Department of Homeland Security specialists are in the "early" stages of decoding a sophisticated hacking campaign targeting energy, nuclear power and manufacturing firms this year, according to an official familiar with the case.
Mark Bristow, deputy division director for the Hunt and Incident Response Team [HIRT] at DHS's National Cybersecurity and Communications Integration Center, said the agency had not identified any risk to public safety from the cyber incidents, which date back to at least May and were first reported by E&E News last month (Energywire, June 27).
Bristow said that there was so far nothing "abnormal or unusual" about the recent malicious activity but added that federal officials treat any such events as "a serious matter."

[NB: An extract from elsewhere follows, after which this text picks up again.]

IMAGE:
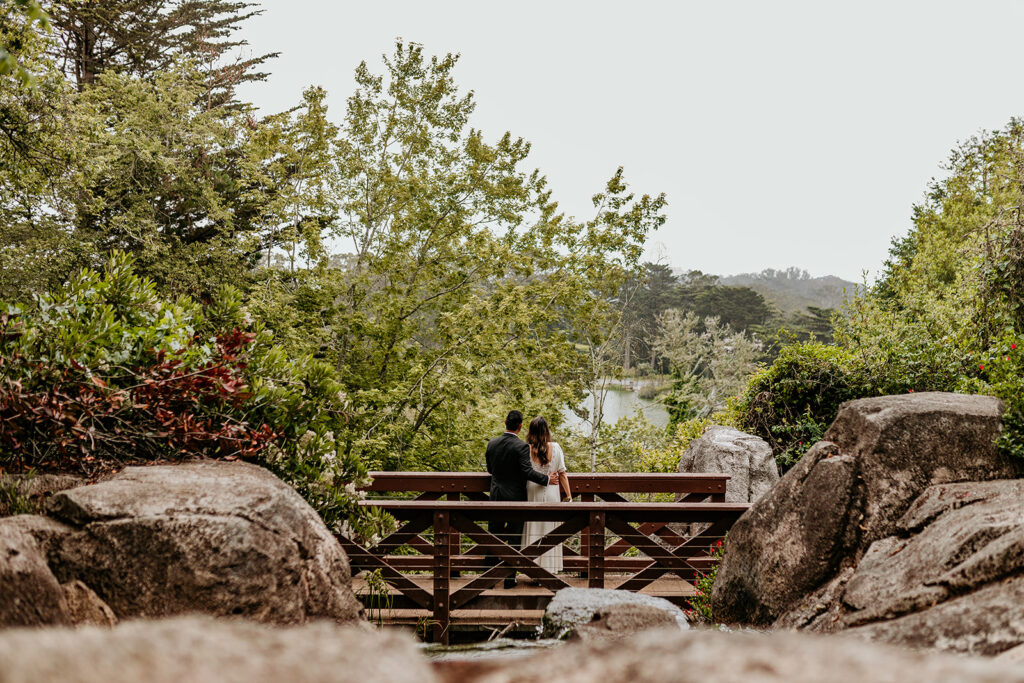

"We take even what might be considered reasonably mundane intrusions into corporate environments of critical infrastructure asset owners very seriously, in the event that this is just the first stage of an intrusion with an intention to cause physical damage or anything like that," Bristow said. "The challenge with [cybersecurity] is that the difference in time between an adversary just gaining access and poking around and attempting to have an effect or consequence can be very short. So we have to take it seriously from the beginning to ensure that public safety impact won't — or can't — be realized."
The recent hacking campaign relied on "spearphishing" emails to lure employees into clicking on a hijacked resume for a "controls engineer," according to multiple sources and documents. The hackers also booby-trapped webpages likely to be visited by power-sector workers in a "watering hole" attack, among other tactics.
The Washington Post reported Saturday that U.S. government officials have already linked the digital assailants to Russia (Energywire, July 10). The New York Times first disclosed last week that the Wolf Creek Nuclear Operating Corp. was among the companies affected by the breach.
A spokeswoman for the Kansas-based nuclear power facility declined to comment on security matters but said there has been no impact to safety systems. The Nuclear Regulatory Commission, which monitors safety and cybersecurity at the reactor level of nuclear power plants, said the case "is not related to the cyber assets under our regulations and oversight," indicating the cyberthreat never reached that tightly guarded level.
But were hackers aiming for nuclear operations?
Bristow declined to name targets or speculate on the adversary's ultimate goals. But he offered a general warning about jumping to conclusions so early in any investigation.
"Even if you see something that's targeted at control engineers, it doesn't necessarily mean that they're going after control systems — or it could," he said. "This is the challenge that we have: trying to make sense of a mountain of data and make assessments."
In a phone interview yesterday, he pointed out that "there's a perception that because cyber moves so fast, that the investigation and the analysis also will move as fast — and that's just not true."
Hunting for clues
DHS's Hunt and Incident Response Team was launched last October to help identify and root out suspicious activity on key federal and private networks. The group of cybersecurity specialists was drawn from both the IT-focused U.S. Computer Emergency Readiness Team and the more operationally savvy Industrial Control Systems Cyber Emergency Response Team, where Bristow worked before leading HIRT.
Like most DHS cybersecurity offices, Bristow and his crew help critical infrastructure operators and government agencies on a voluntary basis. They may be called in to investigate after a suspected breach — the "incident response" part of the mission — or invited to simply "hunt" around on seemingly calm systems.
"Our bread and butter on both sides is looking for anomalies," Bristow said. "One of the scariest things I can have happen is one of my [team members] saying, 'Huh, that looks strange.'"
He declined to detail the size of the team, citing security concerns, but noted that the group is readying itself to "rise to the challenge if something large-scale occurs."
The DHS branch housing HIRT was one of the few government offices that was spared budget cuts under President Trump's fiscal 2018 proposal, and would instead see a more than $50 million boost compared to 2017 levels (Energywire, June 1).
Bristow said that awareness of critical infrastructure security has grown since 2010, when news first emerged of the Stuxnet worm that damaged Iranian nuclear centrifuges in the late 2000s.
Now, he said his team encounters "constant activity" directed against critical infrastructure providers, but noted that fact alone isn't cause for alarm.
"When people see any type of thing 'cyber' in interesting industries like energy or nuclear, they get very excited," he said. "It's most important to keep a calm head. The lights stayed on yesterday — they were working, at least, here in Virginia. There is a whole cadre of dedicated professionals both in the government and private sector and academia who are working this issue."